Она радостно смеется, и я тоже снисходительно улыбаюсь, хотя и с кислинкой. Но я знаю: сейчас проковыляет псина, ныряющая в отсутствующую переднюю лапу, и моя девочка сморщится: “Жалко…” А потом придет в восторг у дома скорби, что на Пряжке, наблюдая борьбу долга и страсти. “Рэкс, ко мне!” – грозно хлопает себя по колену немолодой вахтер в камуфляже, и пес, вислоухостью не дотягивающий до своего царственного имени, замедляет робкую пробежку и даже делает два-три нерешительных шага обратно, но тут же снова трусит прочь.

“Рэкс!” – опущенная голова, остановка… “Рэкс!” – два шага назад.

“Рэкс!” – и вдруг, махнув на все рукой, кобель мчится прочь. Женя радостно хохочет: “Совсем как ты! И твоя Галина Семеновна”. А через минуту у дома Блока мы уже видим Рэкса в кружке себе подобных – он сидит, свесив язык, и выглядит совершенно счастливым.

Я намеренно не упоминаю, какая была погода, – день был без погоды.

И какое было число – день был без числа.

К сожалению, борьба долга и страсти у меня протекала куда более осложненно, хотя свой долг перед Гришкой я выплачивал с самыми жидовскими процентами. Я был неизменно любезен; с усилием проглатывал приготовленный ею завтрак, хотя предпочел бы не принимать от нее никаких услуг, – но я глотал и не такое! С вечера на нее находит какой-то нервный жор, особенно с поддачи: я застаю ее то над грудой окровавленных кетчупом бараньих ребрышек, то над прозрачной пластиковой емкостью тушеных баклажанов с чесноком, напоминающих ей Старочеркасск; она рвет зубами то иссохлую подванивающую рыбу, какую ее батька когда-то вялил на балконе, то бастурму, роняющую пласты прессованного красного перца, то все вокруг осыпает конфетными фантиками, то с усилием глотает суши, похожие на огромных жуков, ободранных до розового мяса, сползшихся к нарубленной змеиной тушке… Иногда я и ночью застаю ее над кастрюлей

– она стоя давится каким-нибудь холодным лобио, и я тут же отшатываюсь, покуда она меня не засекла.

А с похмелья она запирается в клозете, хотя даже в тюрьме на время приема пищи воздерживаются от ее извержения. Но я из деликатности продолжаю жевать и глотать, хотя аппетит у меня пропадает окончательно. Потом, напоив воздух вонью дезодоранта, она гордо несет свой черкесский шнобель к отчим шашкам и пистолетам, разбросав языки черно-седых волос по ночной рубахе, метучие полы которой завиваются вокруг ее длинных исхудалых ног… Костлявая дылда – уже за одно то, что я никогда не произнесу этих слов, я считаю свой долг перевыполненным. Я даже ночую дома.

Точнее, встречаю утро. Когда истошные казачьи заплачки – “в огороде конопельки” – сменяются звенящей тишиной, я укладываю в свою постель довольно вяло надутую женщину, которую для большего сходства с собой мне пришлось обрить (у меня есть скверная манера стонать во сне, а иногда Гришке просто что-то чудится, и тогда она может заглянуть ко мне), открываю окно и выбираюсь на карниз. Затем я повисаю на бетонном козырьке, и – и я свободен.

Ревнивой Жене я никогда не рассказываю о ревнивой жене: как же, усмехнется, ты боишься свою Галину Семеновну!
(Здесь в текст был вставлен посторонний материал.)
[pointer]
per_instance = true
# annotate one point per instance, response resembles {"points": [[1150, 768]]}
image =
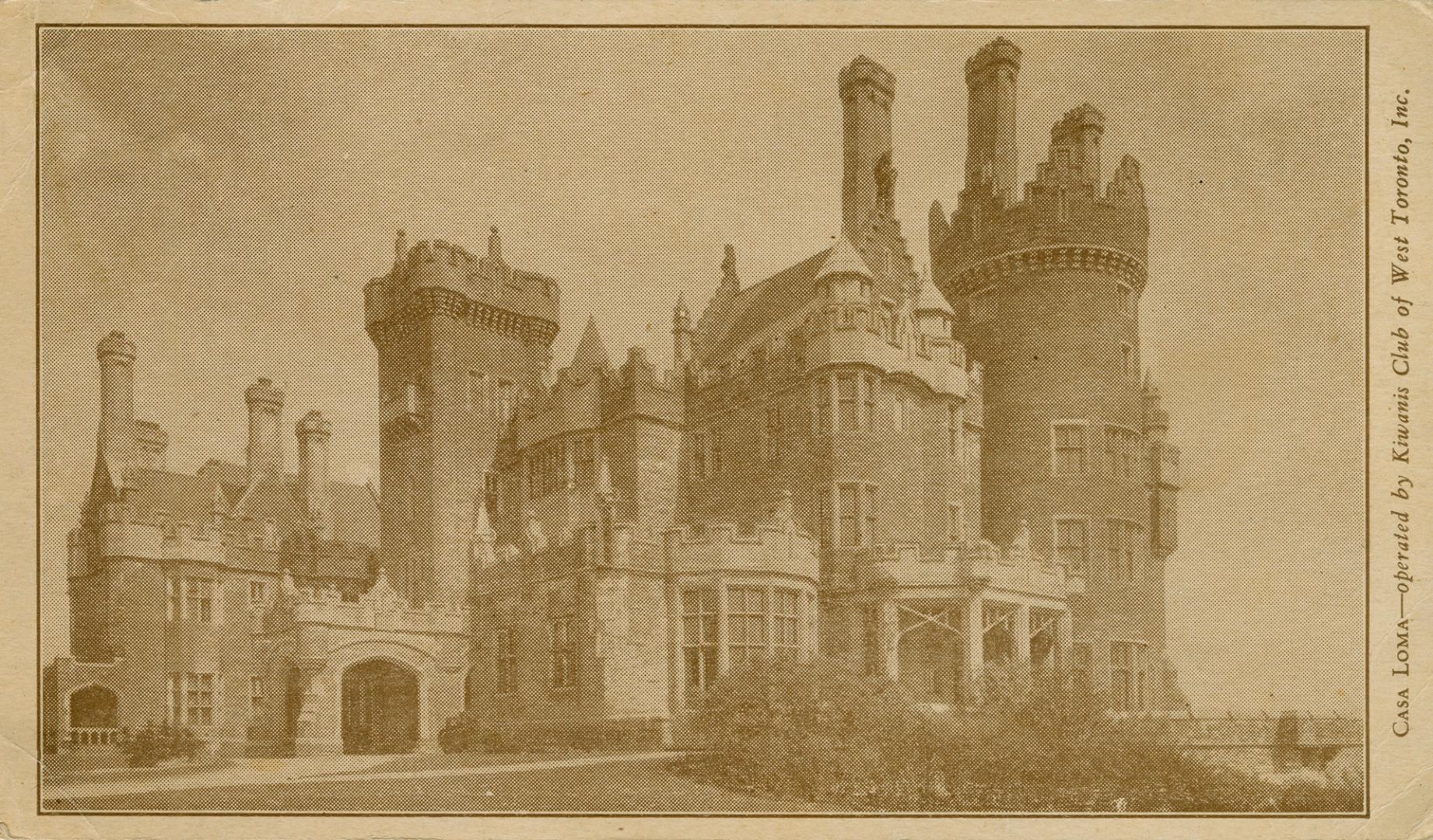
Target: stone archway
{"points": [[380, 707], [93, 707]]}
Бесполезно объяснять, что я боюсь только безобразия, и ожидание безобразной сцены полностью отравит мне блаженство, которое в том и заключается, чтобы ничего не ожидать. А вот мою мартышку счастье толкает ко все новым и новым проказам: то она поставит меня в дверях изображать обнаженного нубийского раба, то, наоборот, натянет на меня черные чулки с узорной оторочкой и кружевные трусики, в которые – спасибо

Командорскому – мое хозяйство никак не умещается, и, погрузив в свой вишневый балахон, повяжет платком, чтобы я изображал видавшую виды шлюху, к которой робко клеится молоденький гусарик с подрисованными усиками… Усики ей чрезвычайно к лицу – этакий хорошенький Петя

Ростов в золотых очечках, но ей быстро надоедает скромничать, и она срывает с меня всю противоестественную амуницию: “А ты и бабой был бы ужасно красивой – потасканной, но… Твой профиль просто на медалях нужно отчеканивать!”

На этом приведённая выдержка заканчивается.